Toujours en plein confinement, lestés de toutes les attestations nécessaires, les contrôleurs poursuivent alors leur traque dans le Tarn, autour d’Albi. D’abord l’ouest : le premier jour est consacré à l’exploration des 20 km qui séparent Senouillac d’Albi. Le lendemain permet de passer au crible 10 km entre Saint-Grégoire et Lescure d’Albigeois, puis la vingtaine de kilomètres à vol d’oiseau entre Sérénac et Cadix. De 16, l’on passe à 3 émetteurs plausibles : trois réseaux exploitant 20 MHz autour de 5620 MHz qui pourraient perturber le radar, qui fonctionne à 5625 MHz et. Il ne reste donc plus qu’à trouver le propriétaire de chaque émetteur pour qu’il l’arrête, puis à vérifier l’effet produit quelques 50 km plus à l’est, à Montclar…
L’équipe commence par l’est d’Albi, plus proche du radar. Mais à Saint-Grégoire-Eglise, malgré l’arrêt temporaire du réseau, le brouillage persiste… Ensuite, c’est le réseau RLAN de Saint-Cirgue qui est interrompu. Sans résultat ! Il ne reste alors qu’une seule possibilité : le dernier émetteur se trouve en effet sur la commune de Gaillac, à l’ouest d’Albi. C’est ainsi que nos agents parviennent finalement à réduire au silence un émetteur WiFi situé sur un château d’eau, dans un hameau de Gaillac. La confirmation tombe enfin : les brouillages ont bel et bien cessé.
La société responsable du dispositif a constaté que son équipement était défectueux : la gestion de puissance était devenue inopérante et le dispositif émettait non seulement en continu, mais à pleine puissance ! L’équipement a été remplacé quelques jours plus tard et le réseau n’a plus fait parler de lui. En effet, les RLAN à 5 GHz comportent obligatoire un DFS (système dynamique de sélection de fréquence) : ils reconnaissent les impulsions des radars météo et s’installent alors automatiquement sur des fréquences différentes.
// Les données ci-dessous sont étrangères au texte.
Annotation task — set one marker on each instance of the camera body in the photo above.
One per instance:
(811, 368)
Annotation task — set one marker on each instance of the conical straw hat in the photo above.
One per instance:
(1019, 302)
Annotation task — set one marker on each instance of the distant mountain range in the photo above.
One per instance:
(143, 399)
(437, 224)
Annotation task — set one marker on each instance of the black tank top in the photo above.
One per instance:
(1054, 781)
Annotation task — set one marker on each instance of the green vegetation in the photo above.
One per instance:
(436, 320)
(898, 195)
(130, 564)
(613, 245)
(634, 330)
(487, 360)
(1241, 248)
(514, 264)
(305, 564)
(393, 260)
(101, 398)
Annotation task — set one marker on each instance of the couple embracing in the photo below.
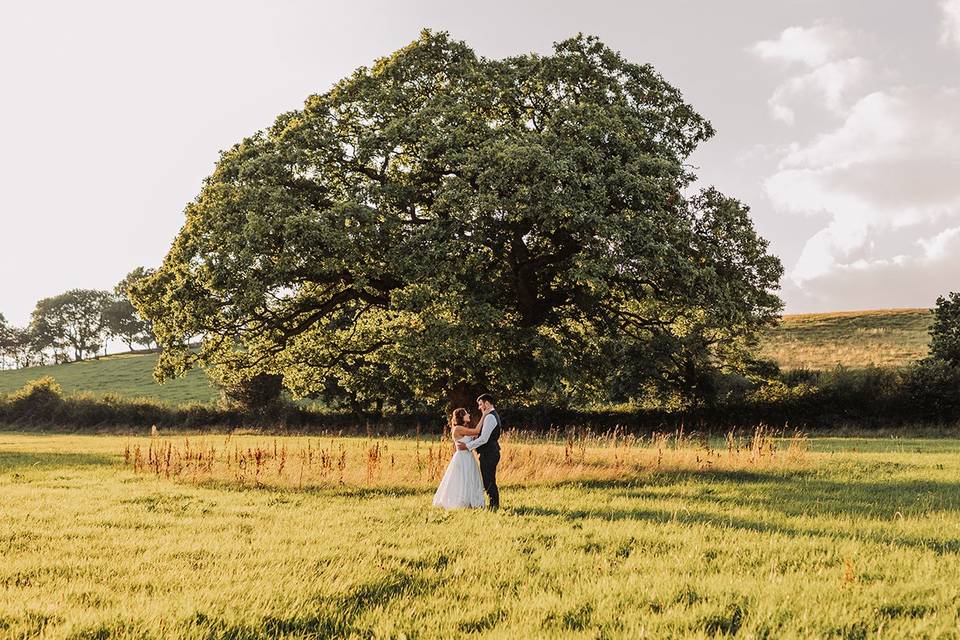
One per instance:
(463, 484)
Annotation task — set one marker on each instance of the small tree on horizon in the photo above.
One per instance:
(74, 320)
(121, 317)
(945, 331)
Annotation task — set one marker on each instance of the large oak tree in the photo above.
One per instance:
(441, 222)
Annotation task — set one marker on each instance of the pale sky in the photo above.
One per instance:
(837, 121)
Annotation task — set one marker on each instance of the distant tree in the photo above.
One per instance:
(75, 319)
(945, 331)
(6, 336)
(442, 222)
(121, 317)
(21, 348)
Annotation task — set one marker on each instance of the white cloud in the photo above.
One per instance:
(950, 26)
(939, 246)
(812, 46)
(884, 177)
(831, 73)
(828, 83)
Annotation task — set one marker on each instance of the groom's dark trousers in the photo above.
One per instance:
(488, 473)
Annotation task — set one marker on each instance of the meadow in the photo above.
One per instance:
(245, 536)
(854, 339)
(128, 375)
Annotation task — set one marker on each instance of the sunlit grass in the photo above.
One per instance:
(125, 375)
(844, 537)
(886, 338)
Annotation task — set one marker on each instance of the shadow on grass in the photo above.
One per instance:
(16, 461)
(779, 495)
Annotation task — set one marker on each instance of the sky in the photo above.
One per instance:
(838, 122)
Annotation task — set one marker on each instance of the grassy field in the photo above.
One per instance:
(597, 538)
(127, 375)
(891, 337)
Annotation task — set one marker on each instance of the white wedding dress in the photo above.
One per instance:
(461, 486)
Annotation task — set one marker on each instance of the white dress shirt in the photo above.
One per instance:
(489, 424)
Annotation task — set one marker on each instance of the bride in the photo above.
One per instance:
(461, 485)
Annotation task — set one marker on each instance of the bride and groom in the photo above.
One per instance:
(463, 484)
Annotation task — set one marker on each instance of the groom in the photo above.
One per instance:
(487, 445)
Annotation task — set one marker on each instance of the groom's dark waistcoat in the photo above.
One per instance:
(492, 445)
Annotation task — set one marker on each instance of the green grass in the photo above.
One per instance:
(860, 540)
(126, 375)
(892, 337)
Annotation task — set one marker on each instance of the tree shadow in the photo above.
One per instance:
(16, 461)
(791, 495)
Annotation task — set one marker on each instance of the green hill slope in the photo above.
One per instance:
(890, 337)
(128, 375)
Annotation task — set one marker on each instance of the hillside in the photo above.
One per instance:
(889, 337)
(815, 341)
(129, 375)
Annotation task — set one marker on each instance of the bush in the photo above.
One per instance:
(934, 389)
(38, 401)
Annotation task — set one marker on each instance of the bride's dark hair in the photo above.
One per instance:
(458, 419)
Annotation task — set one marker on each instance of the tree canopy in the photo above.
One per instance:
(121, 318)
(945, 331)
(441, 222)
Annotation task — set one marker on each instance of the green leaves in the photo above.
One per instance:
(441, 220)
L’émetteur se situait à 61 km à vol d’oiseau du radar météo.
Bon à savoir
Une partie de la bande de fréquences 5 GHz héberge des applications autorisées telles que des radars météorologiques de Météo-France. Ces derniers localisent dans un rayon de plus de 100 km les zones de précipitations (pluie, neige, grêle) et mesurent leur intensité afin de générer une cartographie des précipitations pour des prévisions météorologiques. Quand on installe un réseau local sans fil (RLAN) dans la bande de fréquence 5 GHz, comme par exemple un réseau WiFi, il est essentiel de suivre les règles en vigueur, notamment pour protéger ces radars météorologiques. Le détenteur d’un matériel RLAN ou WIFI est garant de l’utilisation conforme des fréquences et est responsable pénalement si son équipement est à l’origine d’un brouillage ! Le responsable d’un brouillage par manquement réglementaire encourt des sanctions pénales qui peuvent aller jusqu’à six mois d’emprisonnement et 30.000 € d’amende en application de l’article L39-1 du CPCE. Il encourt par ailleurs une taxe de 450 euros pour frais d’intervention de l’ANFR.